"I used to be so afraid for you, Marcy. Afraid you would take to the make-believe folks. The play people. The theater. I used to fear for you! The Pullman car. The furnished room. That going to the hotel room, alone, nights after the show. You laugh at me sometimes for just throwing a veil over my face and coming home black-face. It's because I'm too tired, Marcy. Too lonesome for home. On the road I always used to think of all the families in the audience. The husbands and wives. Brides and grooms. Sweethearts. After the performance they all went to homes. To brownstone fronts like the Grosbecks'. To cottages. To flats. With a snack to eat in the refrigerator or laid out on the dining-room table. Lamps burning and waiting. Nighties laid out and bedcovers turned back. And then—me. Second-rate hotels. That walk through the dark downtown streets. Passing men who address you through closed lips. The dingy lobby. There's no applause lasts long enough, Marcia, to reach over that moment when you unlock your hotel room and the smell of disinfectant and unturned mattress comes out to you."

"Ugh!"

"Oh, keep to the safe people, Marcia! The unexciting people, maybe, but the safe home-building ones with old ideals and old hearthstones."

"Nonie says they have one in their library that comes from Italy."

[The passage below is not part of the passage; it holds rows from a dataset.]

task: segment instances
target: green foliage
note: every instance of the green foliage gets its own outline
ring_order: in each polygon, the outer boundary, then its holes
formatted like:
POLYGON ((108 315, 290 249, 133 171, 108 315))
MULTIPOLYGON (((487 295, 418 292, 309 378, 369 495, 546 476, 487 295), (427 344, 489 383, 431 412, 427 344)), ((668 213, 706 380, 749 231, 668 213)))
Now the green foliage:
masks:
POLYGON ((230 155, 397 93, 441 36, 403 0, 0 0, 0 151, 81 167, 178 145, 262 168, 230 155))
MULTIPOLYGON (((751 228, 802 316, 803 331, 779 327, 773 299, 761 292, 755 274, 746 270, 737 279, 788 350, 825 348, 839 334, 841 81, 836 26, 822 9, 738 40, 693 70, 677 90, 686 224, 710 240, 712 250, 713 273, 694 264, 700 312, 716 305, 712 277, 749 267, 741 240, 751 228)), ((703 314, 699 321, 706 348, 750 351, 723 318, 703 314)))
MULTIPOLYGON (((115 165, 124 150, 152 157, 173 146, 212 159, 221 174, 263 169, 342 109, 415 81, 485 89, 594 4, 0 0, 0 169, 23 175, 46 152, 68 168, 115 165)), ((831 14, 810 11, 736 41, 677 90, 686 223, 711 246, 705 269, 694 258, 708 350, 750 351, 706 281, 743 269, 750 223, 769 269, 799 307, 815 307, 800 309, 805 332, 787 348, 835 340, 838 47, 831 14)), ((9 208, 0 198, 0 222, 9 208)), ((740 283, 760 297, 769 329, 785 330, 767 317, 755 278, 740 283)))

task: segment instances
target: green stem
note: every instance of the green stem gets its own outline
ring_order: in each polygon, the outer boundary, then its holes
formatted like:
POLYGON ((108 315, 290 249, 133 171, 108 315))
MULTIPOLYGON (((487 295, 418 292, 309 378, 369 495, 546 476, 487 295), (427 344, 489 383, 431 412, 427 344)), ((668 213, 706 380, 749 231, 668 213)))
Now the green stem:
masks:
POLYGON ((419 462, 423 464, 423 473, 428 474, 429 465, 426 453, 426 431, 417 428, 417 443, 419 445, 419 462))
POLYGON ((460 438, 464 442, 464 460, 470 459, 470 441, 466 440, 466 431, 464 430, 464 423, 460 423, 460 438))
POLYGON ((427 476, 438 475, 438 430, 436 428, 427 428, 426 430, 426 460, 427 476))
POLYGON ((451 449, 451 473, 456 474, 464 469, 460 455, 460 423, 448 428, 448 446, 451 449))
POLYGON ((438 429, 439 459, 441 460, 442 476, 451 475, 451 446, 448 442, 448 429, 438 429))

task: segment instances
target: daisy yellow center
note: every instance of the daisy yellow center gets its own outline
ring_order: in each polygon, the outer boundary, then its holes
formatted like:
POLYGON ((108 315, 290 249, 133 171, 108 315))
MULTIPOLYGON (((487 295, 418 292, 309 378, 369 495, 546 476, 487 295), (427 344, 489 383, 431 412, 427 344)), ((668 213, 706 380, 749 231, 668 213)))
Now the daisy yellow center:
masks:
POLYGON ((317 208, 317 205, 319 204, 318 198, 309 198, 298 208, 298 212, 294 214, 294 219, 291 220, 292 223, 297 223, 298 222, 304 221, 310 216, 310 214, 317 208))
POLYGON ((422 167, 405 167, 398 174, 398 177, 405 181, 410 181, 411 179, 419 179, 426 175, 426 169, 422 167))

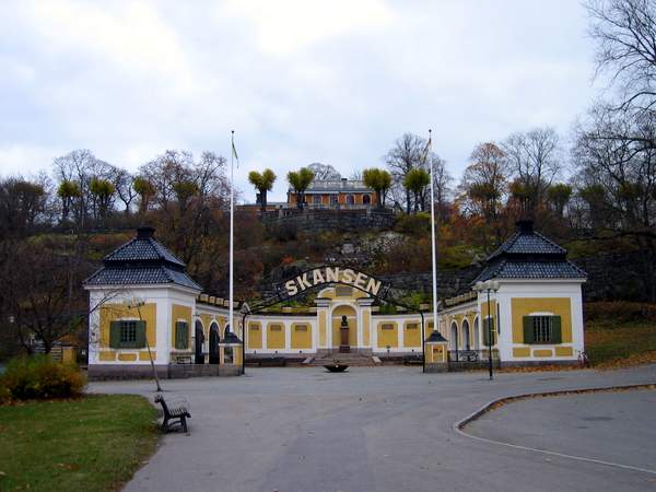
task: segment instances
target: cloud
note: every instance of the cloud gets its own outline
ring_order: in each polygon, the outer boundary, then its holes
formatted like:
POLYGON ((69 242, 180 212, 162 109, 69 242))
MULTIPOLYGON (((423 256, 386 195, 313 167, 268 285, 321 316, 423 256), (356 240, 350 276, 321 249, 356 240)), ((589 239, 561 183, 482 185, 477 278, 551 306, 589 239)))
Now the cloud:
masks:
POLYGON ((227 156, 234 129, 245 196, 266 166, 283 199, 292 168, 349 176, 432 128, 457 176, 481 141, 567 131, 594 94, 585 27, 570 0, 5 2, 0 166, 227 156))
POLYGON ((279 56, 350 33, 379 30, 394 19, 391 10, 378 0, 232 0, 219 15, 251 23, 259 48, 279 56))

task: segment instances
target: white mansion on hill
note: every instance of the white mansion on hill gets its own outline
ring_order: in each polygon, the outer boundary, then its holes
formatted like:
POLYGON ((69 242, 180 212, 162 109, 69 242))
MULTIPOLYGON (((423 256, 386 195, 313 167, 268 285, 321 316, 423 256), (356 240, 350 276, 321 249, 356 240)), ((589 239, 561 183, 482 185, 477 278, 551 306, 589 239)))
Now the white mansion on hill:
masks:
POLYGON ((244 316, 248 306, 238 305, 231 332, 227 301, 204 294, 153 233, 140 227, 85 282, 91 305, 99 306, 89 319, 91 377, 148 375, 151 358, 165 377, 239 374, 242 348, 246 362, 276 356, 307 363, 338 352, 384 360, 420 358, 429 339, 430 366, 484 360, 490 342, 502 365, 572 363, 583 350, 581 286, 586 276, 530 222, 518 223, 476 279, 494 280, 497 290, 441 302, 437 332, 427 309, 380 313, 376 279, 337 267, 286 282, 289 293, 306 285, 318 291, 314 307, 244 316), (311 282, 317 274, 321 281, 311 282), (448 352, 433 352, 436 340, 448 352))

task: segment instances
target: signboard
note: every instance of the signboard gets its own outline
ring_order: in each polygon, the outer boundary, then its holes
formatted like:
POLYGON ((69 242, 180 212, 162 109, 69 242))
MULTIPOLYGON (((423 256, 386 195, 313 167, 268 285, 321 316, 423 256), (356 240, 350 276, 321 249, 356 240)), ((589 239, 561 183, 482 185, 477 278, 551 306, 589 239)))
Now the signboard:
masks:
POLYGON ((318 267, 278 284, 276 291, 284 300, 303 294, 308 289, 328 286, 333 283, 351 285, 377 297, 384 297, 389 289, 382 280, 352 268, 318 267))

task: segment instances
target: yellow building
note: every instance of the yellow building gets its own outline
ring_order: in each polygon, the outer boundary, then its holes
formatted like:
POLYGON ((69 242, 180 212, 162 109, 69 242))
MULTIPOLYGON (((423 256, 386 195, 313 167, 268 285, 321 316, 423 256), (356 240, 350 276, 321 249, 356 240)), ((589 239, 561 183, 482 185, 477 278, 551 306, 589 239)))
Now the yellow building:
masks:
POLYGON ((478 290, 441 301, 440 337, 431 337, 431 313, 380 313, 384 283, 339 266, 317 267, 277 286, 277 301, 317 292, 314 306, 269 313, 258 308, 262 304, 244 303, 234 306, 229 324, 227 301, 203 294, 153 230, 142 227, 85 283, 92 307, 89 371, 91 377, 148 375, 152 358, 167 377, 241 374, 242 354, 246 362, 337 356, 374 363, 421 358, 426 339, 437 341, 429 368, 481 363, 490 348, 502 365, 572 363, 583 350, 584 281, 565 249, 522 222, 488 258, 475 281, 478 290), (484 289, 479 282, 487 282, 484 289))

"Hitch your ideal to a hearthstone like that, Marcia."

"Nonie goes to riding academy."

"So shall you."

"It's six dollars an hour."

"I don't care."

"Her father's retired except for being director in banks. And, momie—they don't mind, dear—about us. Nonie knows that my—father is—is separated and never lived at home with us. She's broad-minded. She says just so there's no scandal, a divorce, or anything like that. She said it's vulgar to cultivate only rich friends. She says she'd go with me even if she's forbidden to."